Belgium on Tuesday proposed the introduction of a European tax on commercial aviation, based on its environmental impact, at a meeting of the Council of European Environment Ministers. “We’re convinced that the European Union needs to play a leading role for fair and correct air-transport pricing,” said Wallonia Minister Jean-Luc Crucke, speaking on behalf of Belgium.
During the meeting, the Belgian delegation called for just tariffs on air transport, based on its impact on the environment.
Studies show that CO2 emissions by planes are increasing constantly, noted Crucke, saying that the emissions had gone up by 21% in the past three years alone.
“Belgium has requested the inclusion of this point on the agenda because additional efforts will be, and are, necessary,” the liberal minister said. “We have to prevent the other EU economic sectors from having to compensate for aviation’s emissions.”
He also recalled that there was no tax to date on kerosene or VAT on plane tickets.
“A fair European pricing system for air transport should apply the principle of polluter-pays and re-establish fair competition with other means of transport,” he added.

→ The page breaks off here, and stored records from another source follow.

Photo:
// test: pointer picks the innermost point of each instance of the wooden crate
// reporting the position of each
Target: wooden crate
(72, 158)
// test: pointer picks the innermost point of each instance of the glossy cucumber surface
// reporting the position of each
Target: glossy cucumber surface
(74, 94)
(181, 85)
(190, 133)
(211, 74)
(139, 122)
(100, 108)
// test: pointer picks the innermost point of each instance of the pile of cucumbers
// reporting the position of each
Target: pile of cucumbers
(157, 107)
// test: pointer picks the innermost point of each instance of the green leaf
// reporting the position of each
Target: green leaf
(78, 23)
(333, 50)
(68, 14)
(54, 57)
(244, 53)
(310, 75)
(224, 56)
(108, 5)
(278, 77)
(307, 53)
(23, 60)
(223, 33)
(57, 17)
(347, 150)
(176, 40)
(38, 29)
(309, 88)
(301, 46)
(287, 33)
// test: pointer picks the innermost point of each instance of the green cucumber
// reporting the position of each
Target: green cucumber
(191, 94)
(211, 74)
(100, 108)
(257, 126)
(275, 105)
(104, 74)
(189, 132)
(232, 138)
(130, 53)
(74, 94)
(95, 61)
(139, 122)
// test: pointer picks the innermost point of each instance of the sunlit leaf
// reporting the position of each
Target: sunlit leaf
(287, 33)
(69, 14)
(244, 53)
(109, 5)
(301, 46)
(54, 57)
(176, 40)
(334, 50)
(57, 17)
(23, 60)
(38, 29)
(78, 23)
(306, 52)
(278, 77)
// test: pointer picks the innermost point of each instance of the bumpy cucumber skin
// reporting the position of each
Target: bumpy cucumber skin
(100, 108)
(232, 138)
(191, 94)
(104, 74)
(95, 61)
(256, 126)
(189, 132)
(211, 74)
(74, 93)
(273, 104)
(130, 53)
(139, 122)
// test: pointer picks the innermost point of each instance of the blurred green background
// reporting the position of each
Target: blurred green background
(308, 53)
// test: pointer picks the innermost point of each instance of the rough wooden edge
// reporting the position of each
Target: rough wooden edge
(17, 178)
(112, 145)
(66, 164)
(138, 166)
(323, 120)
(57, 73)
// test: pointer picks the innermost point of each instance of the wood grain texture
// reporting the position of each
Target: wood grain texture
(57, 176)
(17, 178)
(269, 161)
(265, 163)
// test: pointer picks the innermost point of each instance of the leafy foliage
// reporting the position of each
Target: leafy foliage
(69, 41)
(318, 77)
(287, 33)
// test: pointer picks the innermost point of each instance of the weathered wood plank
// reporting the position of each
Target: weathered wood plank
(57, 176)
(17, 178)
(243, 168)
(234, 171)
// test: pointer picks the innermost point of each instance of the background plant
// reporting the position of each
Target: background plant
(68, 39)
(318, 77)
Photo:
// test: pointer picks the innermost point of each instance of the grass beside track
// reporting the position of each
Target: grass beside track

During the meeting, Crucke formally called on the Romanian chair to include the issue on the agenda of the next Environment Council, to be held in June, so that it can be fully debated.
For now, the European executive is studying the issue and is to come up with proposals for instruments in this regard.
Belgium’s call was supported by France, Sweden, Luxembourg and the Netherlands. No country openly opposed it.
“All doors are open, and I haven’t heard of any closing,” Crucke stressed, adding that if the EU Member States failed to reach agreement on the issue, there could be strengthened cooperation between some of them, although it was too early for any predictions.